We are looking at running our service in Amazon EC2 when we are ready to launch. As we use Fedora and Ubuntu for development, the obvious candidate distros are the same or related distros like CentOS, RHEL and Debian. If the deployment system handles package installation through an abstractions system, this system must support both yum and apt.
Chef is built around a chef server hosting the deployment scripts (cookbooks) and chef clients managing the worker nodes. It uses CouchDB in the background for storing information. From what I see, Chef is very powerful and looks like a nice way of handling huge clusters. The power also seems to have the side-effects that doing simple things in a smallish cluster is a lot of work. Uses Rake underneath
Capistrano uses it’s own DSL in combination with Ruby. Capistrano is Rails-centric, but have instructions showing how to use it for non-Rails deployment. The deployment instructions mostly run shell scripts which makes it very flexible.
Vlad the Deployer
Vlad seems to be an extension to Rake. Aims to be a better Capistrano. It seems very subversion oriented. One of the features is Turnkey deployment for mongrel+apache+svn. Since we’re not using mongrel or svn and although we use apache now might switch to nginx soon, this all seems wrong.
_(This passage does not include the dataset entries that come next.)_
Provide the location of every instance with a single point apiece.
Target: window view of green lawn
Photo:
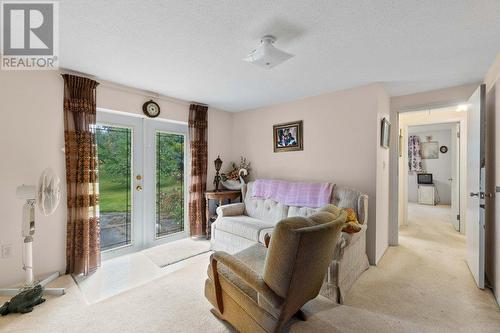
(114, 149)
(169, 183)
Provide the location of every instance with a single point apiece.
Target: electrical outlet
(6, 251)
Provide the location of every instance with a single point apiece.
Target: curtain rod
(124, 88)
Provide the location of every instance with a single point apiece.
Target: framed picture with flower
(288, 136)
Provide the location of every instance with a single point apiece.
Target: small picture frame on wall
(288, 137)
(385, 133)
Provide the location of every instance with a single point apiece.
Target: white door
(475, 220)
(142, 182)
(119, 151)
(455, 176)
(165, 182)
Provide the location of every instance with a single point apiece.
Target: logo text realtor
(29, 35)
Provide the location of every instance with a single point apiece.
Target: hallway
(425, 280)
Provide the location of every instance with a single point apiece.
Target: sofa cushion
(263, 233)
(301, 211)
(243, 226)
(263, 209)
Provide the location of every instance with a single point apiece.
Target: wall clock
(151, 109)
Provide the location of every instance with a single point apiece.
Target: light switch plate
(6, 251)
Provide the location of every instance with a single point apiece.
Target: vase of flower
(235, 178)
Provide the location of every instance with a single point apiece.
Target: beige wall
(32, 139)
(341, 144)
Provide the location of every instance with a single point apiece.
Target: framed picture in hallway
(288, 137)
(385, 133)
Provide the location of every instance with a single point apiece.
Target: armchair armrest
(231, 209)
(248, 275)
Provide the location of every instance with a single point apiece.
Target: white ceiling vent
(266, 55)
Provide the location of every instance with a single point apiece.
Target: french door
(142, 182)
(476, 173)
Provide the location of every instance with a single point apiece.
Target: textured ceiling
(192, 50)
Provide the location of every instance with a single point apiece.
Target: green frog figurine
(24, 301)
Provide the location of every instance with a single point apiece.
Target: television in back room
(424, 178)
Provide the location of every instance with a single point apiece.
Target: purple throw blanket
(293, 193)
Puppet is an extremely flexible and powerful provisioning system. However, as is often the case, this comes at a cost. Doing simple things like our deployment is very time consuming in Puppet. It uses it’s proprietary DSL to specify very accurately how the target environment should be after running puppet. It is capable of running in the background and syncing automatically every 30 minutes or so. The feature set is overkill in our case right now and if we need those features later I’ll be a happy man who will gladly spend time moving to puppet.
Sprinkle uses Ruby directly instead of a task specific DSL. Full support of the main deployment systems is included. What puzzled me at first was that it supports Capistrano and Vlad the deployer for remote command delivery. Later I realized that Sprinkle is a provisioning system and leaves application deployment to other specialized systems. Nice separation.
One of requirements of Moonshine is A server running Ubuntu 8.10 which effectively disqualifies it for our use. I’m sure supporting other distros is not much work, but I’m not willing to do that work at this point anyway.
Might seem weird to include this in the list, but we use Passenger and anything that can get us there faster is considered. This would get us apache, passenger and lots of other things we do not use like MySQL. Since I do not want to install things we don’t need and passenger_stack only works on Ubuntu (and not even Debian), it is disqualified.
With Moonshine out due to lack of distro support and Vlad the Deployer out due to being mongrel+svn focused and puppet being too difficult, the following candidates are still contestants: Chef, Capistrano and Sprinkle.
Sprinkle has nice dry-run functionality allowing you to see what will happen to your remote servers before you do anything. Capistrano gets praise for easy of application deployment so the Sprinkle and Capistrano combo sounds interesting. My choice is now down to Sprinkle or Chef for the server provisioning and the winner is Sprinkle. The reason for my choice is that it is simpler and does what I currently need it to do. Migrating to Chef in the future is still an option.